Friday and Saturday I was ok, I felt better. I knew I had to snap out of it and I was hoping that getting back into our routine would help. Since winter break we haven’t gone back to our regular routine, because each week since the boys returned to school we have had some weather delay and closure. Over the years I have come to realize that I am a creature of routine and when it gets disrupted so do I. Saturday was a busy day, but as a treat to myself I had scheduled a 90 min massage and evening we were going to our friends Kate and Peter’s house-warming party. Click here to see what happened when we walked in……

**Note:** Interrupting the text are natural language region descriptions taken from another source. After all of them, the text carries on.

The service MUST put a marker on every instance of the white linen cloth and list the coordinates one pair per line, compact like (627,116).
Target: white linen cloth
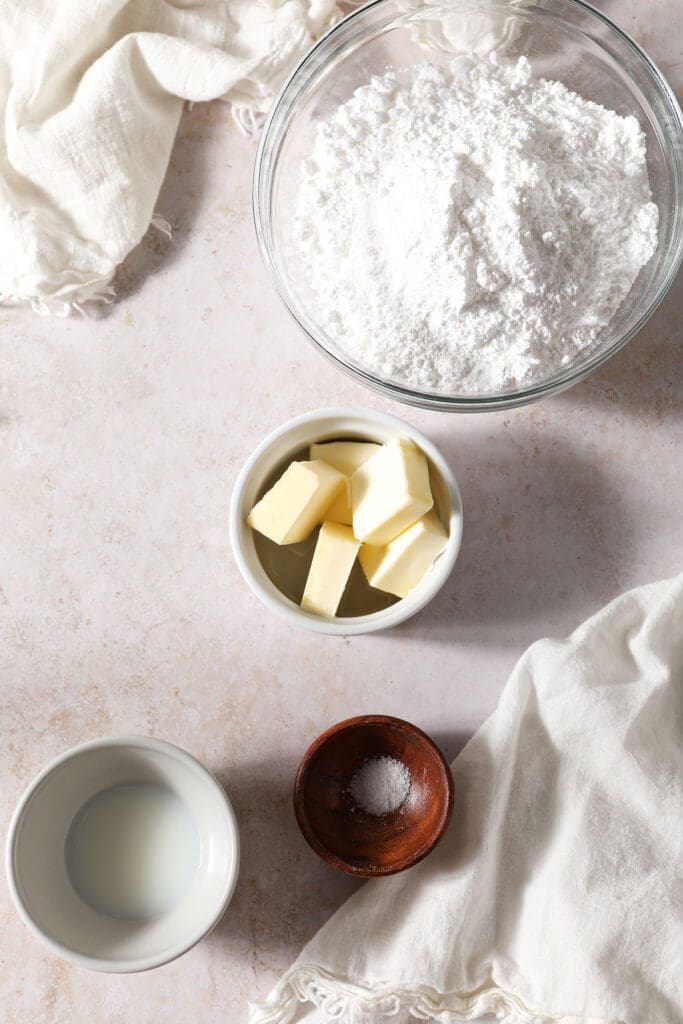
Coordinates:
(91,93)
(557,893)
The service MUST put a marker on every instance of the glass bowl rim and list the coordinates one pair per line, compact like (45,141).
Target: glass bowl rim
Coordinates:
(271,139)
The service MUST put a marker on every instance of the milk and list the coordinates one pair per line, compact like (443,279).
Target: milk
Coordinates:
(132,851)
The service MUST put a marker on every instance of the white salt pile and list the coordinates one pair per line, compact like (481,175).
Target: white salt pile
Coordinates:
(380,785)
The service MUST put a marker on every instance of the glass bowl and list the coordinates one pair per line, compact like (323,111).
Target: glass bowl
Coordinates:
(566,40)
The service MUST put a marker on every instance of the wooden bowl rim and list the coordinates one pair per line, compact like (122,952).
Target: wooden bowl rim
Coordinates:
(311,837)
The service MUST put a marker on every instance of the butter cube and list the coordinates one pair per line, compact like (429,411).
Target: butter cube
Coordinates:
(346,457)
(297,503)
(333,560)
(400,565)
(390,492)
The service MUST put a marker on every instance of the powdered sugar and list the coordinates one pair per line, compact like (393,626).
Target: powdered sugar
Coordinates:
(469,228)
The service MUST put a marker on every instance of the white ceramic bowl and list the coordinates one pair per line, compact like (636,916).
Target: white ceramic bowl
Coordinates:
(288,440)
(36,856)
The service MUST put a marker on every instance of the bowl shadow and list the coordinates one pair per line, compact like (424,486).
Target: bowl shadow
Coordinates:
(546,536)
(645,379)
(285,892)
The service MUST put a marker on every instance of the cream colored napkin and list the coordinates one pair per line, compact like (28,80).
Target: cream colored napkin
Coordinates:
(91,93)
(557,893)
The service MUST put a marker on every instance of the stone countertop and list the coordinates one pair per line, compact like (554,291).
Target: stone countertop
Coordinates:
(122,610)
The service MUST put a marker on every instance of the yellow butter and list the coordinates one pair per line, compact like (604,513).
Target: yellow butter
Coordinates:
(346,457)
(399,566)
(297,503)
(390,492)
(333,560)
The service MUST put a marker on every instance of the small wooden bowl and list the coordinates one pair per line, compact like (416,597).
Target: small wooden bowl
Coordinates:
(348,838)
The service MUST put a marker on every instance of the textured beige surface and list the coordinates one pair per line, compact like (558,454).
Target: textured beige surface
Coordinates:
(121,609)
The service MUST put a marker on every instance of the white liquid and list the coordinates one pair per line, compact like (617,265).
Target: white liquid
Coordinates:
(132,851)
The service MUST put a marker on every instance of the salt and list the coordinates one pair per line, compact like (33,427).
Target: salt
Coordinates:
(380,785)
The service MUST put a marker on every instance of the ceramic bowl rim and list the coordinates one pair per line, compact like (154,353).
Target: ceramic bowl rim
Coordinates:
(404,607)
(111,966)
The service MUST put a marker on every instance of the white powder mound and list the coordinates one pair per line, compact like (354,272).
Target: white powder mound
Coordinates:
(470,229)
(380,785)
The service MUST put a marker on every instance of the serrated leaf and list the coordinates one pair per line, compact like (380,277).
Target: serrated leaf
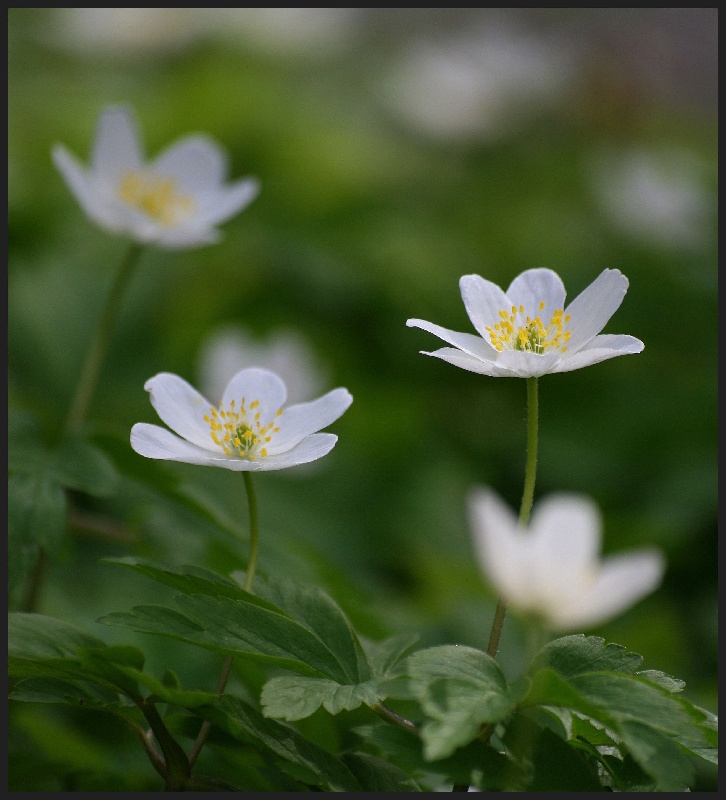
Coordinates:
(37,511)
(552,764)
(668,682)
(314,764)
(80,465)
(293,697)
(237,627)
(189,580)
(628,698)
(579,654)
(383,656)
(658,755)
(459,689)
(376,775)
(321,615)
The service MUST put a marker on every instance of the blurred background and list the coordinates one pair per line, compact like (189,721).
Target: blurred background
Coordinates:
(397,150)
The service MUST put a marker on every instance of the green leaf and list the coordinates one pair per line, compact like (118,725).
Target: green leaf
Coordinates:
(37,511)
(74,693)
(312,764)
(296,697)
(237,627)
(460,689)
(579,654)
(384,655)
(671,684)
(320,614)
(189,579)
(45,647)
(80,465)
(551,764)
(658,755)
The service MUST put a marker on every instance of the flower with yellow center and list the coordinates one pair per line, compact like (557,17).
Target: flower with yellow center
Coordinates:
(174,201)
(551,569)
(251,429)
(528,331)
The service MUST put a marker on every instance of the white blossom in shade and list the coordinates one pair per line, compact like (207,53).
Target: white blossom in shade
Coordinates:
(229,349)
(552,569)
(528,331)
(250,429)
(174,201)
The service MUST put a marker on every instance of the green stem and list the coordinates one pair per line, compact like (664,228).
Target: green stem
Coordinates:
(94,359)
(251,565)
(530,474)
(178,768)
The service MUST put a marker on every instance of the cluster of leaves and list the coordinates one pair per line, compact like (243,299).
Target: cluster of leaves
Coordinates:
(584,717)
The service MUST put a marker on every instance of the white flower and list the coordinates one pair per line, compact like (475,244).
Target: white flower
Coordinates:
(286,352)
(552,568)
(174,201)
(528,332)
(249,430)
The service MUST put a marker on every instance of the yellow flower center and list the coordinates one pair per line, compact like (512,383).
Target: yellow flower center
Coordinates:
(239,431)
(156,196)
(518,331)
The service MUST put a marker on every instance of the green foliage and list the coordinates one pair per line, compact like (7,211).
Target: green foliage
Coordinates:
(345,676)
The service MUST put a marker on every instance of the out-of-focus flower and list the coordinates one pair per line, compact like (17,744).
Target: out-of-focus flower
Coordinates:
(249,430)
(552,569)
(174,201)
(527,332)
(477,86)
(285,352)
(658,197)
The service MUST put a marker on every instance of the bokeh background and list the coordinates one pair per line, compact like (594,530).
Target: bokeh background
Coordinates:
(397,150)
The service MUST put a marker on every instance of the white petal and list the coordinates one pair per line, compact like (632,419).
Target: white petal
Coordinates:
(153,441)
(310,449)
(523,364)
(196,163)
(182,408)
(599,349)
(483,301)
(497,543)
(82,185)
(215,207)
(623,581)
(471,363)
(535,286)
(565,531)
(592,308)
(117,146)
(474,345)
(297,422)
(258,384)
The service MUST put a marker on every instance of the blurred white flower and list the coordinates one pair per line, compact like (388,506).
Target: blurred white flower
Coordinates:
(126,32)
(527,331)
(285,352)
(655,196)
(250,430)
(476,86)
(174,201)
(552,569)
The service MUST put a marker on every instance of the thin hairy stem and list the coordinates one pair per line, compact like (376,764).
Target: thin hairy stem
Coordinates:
(251,566)
(530,474)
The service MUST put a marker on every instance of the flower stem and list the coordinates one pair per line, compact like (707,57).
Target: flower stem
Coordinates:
(530,473)
(94,359)
(251,565)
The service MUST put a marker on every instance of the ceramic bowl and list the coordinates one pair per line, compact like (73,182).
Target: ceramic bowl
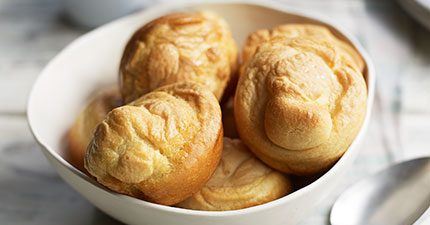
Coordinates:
(92,61)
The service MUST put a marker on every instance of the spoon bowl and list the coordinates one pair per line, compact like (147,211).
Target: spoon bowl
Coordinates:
(398,195)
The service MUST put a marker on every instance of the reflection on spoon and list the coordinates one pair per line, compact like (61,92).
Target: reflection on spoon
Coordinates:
(398,195)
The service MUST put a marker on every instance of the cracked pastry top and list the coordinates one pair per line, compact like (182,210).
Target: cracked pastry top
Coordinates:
(299,104)
(240,181)
(195,46)
(301,30)
(162,147)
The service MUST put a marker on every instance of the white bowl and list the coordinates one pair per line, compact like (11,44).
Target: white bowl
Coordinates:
(92,61)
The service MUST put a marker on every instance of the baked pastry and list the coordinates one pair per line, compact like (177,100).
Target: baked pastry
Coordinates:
(228,121)
(82,130)
(162,147)
(240,181)
(300,30)
(299,104)
(196,46)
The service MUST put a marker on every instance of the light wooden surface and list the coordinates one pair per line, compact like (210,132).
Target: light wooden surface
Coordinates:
(33,31)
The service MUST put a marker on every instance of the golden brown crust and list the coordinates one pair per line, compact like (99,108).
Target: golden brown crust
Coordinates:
(228,121)
(82,130)
(300,30)
(162,147)
(299,104)
(178,47)
(240,181)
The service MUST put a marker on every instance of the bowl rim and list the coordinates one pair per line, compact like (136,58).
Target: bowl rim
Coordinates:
(163,7)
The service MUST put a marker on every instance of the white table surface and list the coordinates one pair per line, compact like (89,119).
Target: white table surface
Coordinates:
(33,31)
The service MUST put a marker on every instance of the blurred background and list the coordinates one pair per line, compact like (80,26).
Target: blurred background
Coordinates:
(34,31)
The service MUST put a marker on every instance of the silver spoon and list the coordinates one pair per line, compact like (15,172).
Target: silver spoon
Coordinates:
(398,195)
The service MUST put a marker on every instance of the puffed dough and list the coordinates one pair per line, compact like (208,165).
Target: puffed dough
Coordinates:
(299,104)
(228,121)
(196,46)
(240,181)
(162,147)
(300,30)
(83,128)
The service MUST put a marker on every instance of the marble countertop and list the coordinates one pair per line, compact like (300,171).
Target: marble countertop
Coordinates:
(33,31)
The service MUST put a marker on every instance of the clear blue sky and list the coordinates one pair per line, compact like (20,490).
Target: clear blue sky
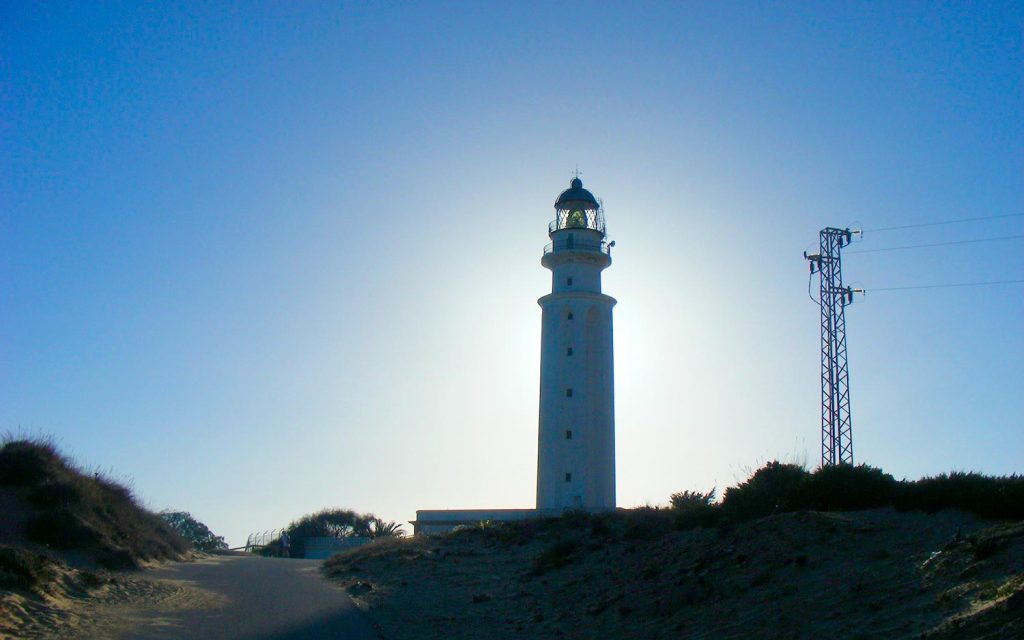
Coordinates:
(266,258)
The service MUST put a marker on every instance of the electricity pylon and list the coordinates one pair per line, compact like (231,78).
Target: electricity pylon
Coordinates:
(837,425)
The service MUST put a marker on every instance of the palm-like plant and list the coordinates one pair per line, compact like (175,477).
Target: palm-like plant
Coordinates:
(380,528)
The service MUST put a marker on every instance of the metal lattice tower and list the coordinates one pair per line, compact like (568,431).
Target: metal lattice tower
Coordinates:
(837,426)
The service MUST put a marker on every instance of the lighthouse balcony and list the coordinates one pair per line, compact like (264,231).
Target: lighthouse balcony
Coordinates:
(569,244)
(592,219)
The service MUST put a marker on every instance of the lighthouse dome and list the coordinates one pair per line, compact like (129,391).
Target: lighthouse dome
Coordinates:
(576,194)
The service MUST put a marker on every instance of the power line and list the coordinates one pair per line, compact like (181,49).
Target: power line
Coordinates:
(957,221)
(952,242)
(984,284)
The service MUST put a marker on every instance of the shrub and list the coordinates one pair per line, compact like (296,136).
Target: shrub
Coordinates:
(198,534)
(646,523)
(82,512)
(773,488)
(845,487)
(28,462)
(987,497)
(690,509)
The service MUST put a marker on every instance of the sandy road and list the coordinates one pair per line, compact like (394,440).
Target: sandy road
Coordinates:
(262,599)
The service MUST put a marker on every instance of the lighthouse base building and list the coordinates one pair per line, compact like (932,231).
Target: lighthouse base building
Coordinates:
(576,456)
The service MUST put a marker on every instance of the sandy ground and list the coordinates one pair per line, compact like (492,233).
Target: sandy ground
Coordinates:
(77,607)
(855,576)
(215,598)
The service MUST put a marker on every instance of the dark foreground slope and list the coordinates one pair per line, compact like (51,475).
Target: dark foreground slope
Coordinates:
(61,530)
(878,573)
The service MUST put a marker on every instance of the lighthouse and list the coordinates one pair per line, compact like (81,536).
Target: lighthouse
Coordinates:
(576,462)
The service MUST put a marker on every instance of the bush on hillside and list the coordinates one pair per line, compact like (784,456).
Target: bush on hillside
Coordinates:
(333,523)
(846,487)
(773,488)
(690,509)
(76,511)
(986,497)
(198,534)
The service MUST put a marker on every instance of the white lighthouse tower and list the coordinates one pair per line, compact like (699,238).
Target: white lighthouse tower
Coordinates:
(576,466)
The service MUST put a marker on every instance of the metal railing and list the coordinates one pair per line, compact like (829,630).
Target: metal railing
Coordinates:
(257,541)
(566,245)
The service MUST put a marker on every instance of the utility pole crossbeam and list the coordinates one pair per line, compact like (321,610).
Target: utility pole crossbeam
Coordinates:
(837,426)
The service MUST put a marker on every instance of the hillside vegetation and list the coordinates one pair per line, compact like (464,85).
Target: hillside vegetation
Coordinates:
(845,553)
(55,514)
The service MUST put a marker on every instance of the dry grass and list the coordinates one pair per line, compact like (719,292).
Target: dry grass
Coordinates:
(876,573)
(67,510)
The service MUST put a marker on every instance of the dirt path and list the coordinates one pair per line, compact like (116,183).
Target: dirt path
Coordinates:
(259,598)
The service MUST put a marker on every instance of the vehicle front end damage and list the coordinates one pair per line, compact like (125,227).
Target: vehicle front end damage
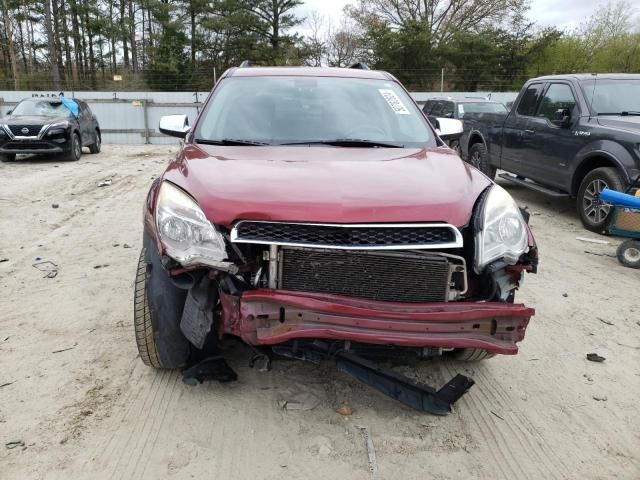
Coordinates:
(372,290)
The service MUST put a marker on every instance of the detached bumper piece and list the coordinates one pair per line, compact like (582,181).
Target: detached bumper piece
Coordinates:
(403,389)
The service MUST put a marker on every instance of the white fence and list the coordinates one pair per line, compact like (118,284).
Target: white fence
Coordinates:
(132,117)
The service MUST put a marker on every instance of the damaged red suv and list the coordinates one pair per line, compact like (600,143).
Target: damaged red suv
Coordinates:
(318,206)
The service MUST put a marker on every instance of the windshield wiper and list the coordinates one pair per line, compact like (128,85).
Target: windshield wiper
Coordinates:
(624,114)
(230,141)
(348,142)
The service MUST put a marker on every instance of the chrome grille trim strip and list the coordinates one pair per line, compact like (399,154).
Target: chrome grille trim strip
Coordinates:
(457,243)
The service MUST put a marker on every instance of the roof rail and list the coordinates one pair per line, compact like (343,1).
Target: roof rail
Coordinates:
(359,66)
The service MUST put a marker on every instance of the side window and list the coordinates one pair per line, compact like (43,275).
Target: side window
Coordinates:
(447,110)
(529,100)
(559,96)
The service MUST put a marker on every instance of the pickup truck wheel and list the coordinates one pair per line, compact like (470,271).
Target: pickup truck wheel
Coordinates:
(629,253)
(593,211)
(158,306)
(479,158)
(471,354)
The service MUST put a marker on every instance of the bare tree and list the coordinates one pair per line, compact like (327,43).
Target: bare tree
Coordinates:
(316,23)
(51,43)
(442,17)
(8,27)
(343,44)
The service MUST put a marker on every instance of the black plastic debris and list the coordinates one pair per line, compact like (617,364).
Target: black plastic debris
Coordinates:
(594,357)
(210,369)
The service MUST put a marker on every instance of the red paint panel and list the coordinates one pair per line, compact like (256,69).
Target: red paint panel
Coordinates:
(268,317)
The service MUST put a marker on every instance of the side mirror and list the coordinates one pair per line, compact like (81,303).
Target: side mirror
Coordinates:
(449,128)
(562,117)
(174,125)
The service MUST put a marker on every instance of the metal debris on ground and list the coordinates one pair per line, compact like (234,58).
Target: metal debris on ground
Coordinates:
(302,401)
(13,444)
(496,415)
(65,349)
(371,452)
(593,240)
(606,322)
(600,254)
(50,269)
(594,357)
(344,410)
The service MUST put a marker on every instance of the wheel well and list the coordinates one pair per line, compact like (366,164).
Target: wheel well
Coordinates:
(585,167)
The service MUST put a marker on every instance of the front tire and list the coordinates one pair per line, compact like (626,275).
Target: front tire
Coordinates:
(593,212)
(75,149)
(629,253)
(158,306)
(479,158)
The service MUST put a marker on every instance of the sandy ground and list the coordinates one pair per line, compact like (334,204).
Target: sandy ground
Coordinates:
(95,411)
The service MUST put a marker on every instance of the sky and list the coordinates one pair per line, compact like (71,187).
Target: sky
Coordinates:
(563,14)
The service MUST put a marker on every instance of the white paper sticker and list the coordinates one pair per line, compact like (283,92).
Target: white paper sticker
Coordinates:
(394,102)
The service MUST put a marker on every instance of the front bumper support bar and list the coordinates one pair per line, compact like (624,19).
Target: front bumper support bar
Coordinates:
(403,389)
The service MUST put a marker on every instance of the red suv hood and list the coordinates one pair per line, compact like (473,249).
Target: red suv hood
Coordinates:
(328,184)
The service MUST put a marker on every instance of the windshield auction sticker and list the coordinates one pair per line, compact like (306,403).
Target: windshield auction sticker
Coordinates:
(394,102)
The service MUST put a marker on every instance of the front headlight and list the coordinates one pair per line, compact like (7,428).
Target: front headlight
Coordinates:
(187,235)
(502,232)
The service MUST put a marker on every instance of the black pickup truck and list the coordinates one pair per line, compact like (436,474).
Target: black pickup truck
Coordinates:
(566,135)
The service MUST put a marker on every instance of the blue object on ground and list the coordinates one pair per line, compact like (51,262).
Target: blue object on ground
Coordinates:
(71,105)
(620,199)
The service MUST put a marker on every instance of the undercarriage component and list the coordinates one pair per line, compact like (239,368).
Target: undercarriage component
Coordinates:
(210,369)
(403,389)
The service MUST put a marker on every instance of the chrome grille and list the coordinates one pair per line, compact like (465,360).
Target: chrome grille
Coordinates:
(354,236)
(384,276)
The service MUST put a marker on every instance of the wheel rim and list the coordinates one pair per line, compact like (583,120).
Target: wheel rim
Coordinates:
(76,147)
(593,207)
(632,255)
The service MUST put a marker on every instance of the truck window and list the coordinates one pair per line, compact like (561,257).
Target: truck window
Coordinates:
(447,110)
(529,100)
(428,106)
(437,110)
(558,96)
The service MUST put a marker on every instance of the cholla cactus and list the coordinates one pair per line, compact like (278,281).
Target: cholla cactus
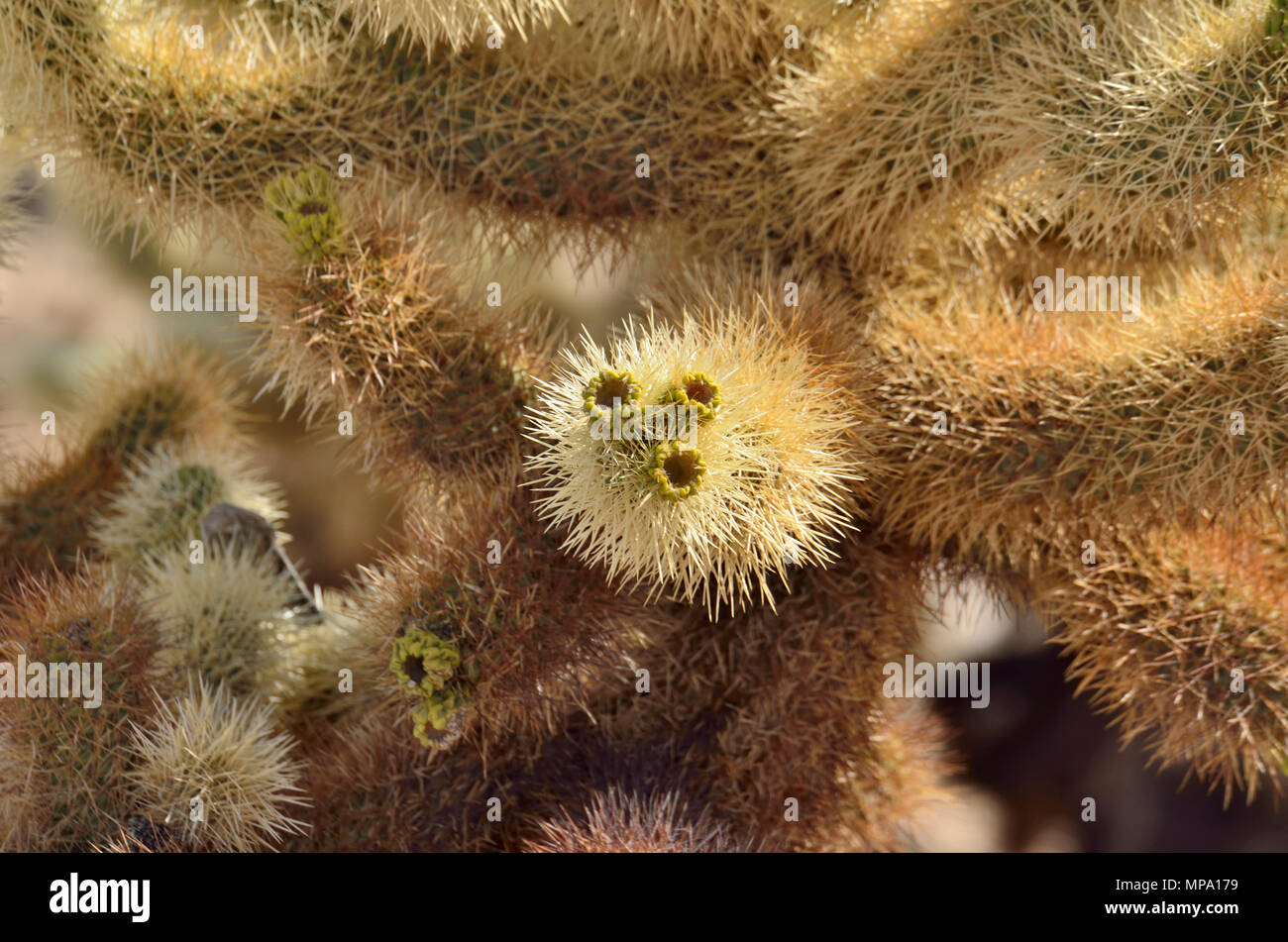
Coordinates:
(936,283)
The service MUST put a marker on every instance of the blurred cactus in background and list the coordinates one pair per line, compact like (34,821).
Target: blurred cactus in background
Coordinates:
(990,287)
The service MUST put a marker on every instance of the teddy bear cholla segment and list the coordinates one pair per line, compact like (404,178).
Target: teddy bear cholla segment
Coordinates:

My dear husband and the wonderful friends that I have in my life had been planning a surprise party for me for about two months. Not only that, but my sister-in-law Jo-Anne, Vanessa, Matt and Amy all came in from out-of-town to be at my party. That floored me!!! It was very humbling to know that so many of your loved ones took time out of their life to plan something for you. And that the person I was so sure was going to fail me, was the master mind behind it all. Let me tell you how foolish I felt for having my episode a few days before. This was a huge wake up call for me. I need to really keep the positive in the fore front of my life. I need to be thankful for all the great things I have in my life and not worry about little insignificant things. Most importantly, we all have friends and family that love us and care a lot about us. When we are feeling down, we should refocus on that. With all that being said I want to thank my loving husband for planning my surprise party. You really got me Jeff! I had no idea! Thank you to Kate and Peter for hosting, getting your house ready and cooking a delicious meal. Finally thank you to my friends that came, Matt, Vanessa, Jo-Anne, Amy, Jen, Josh, Tammy, Jen, Rachel, Corrie, Joe, Nicole, Mauricio and all the kiddos! You all made me very happy and gave me a wonderful memory that I will carry with me until my last day.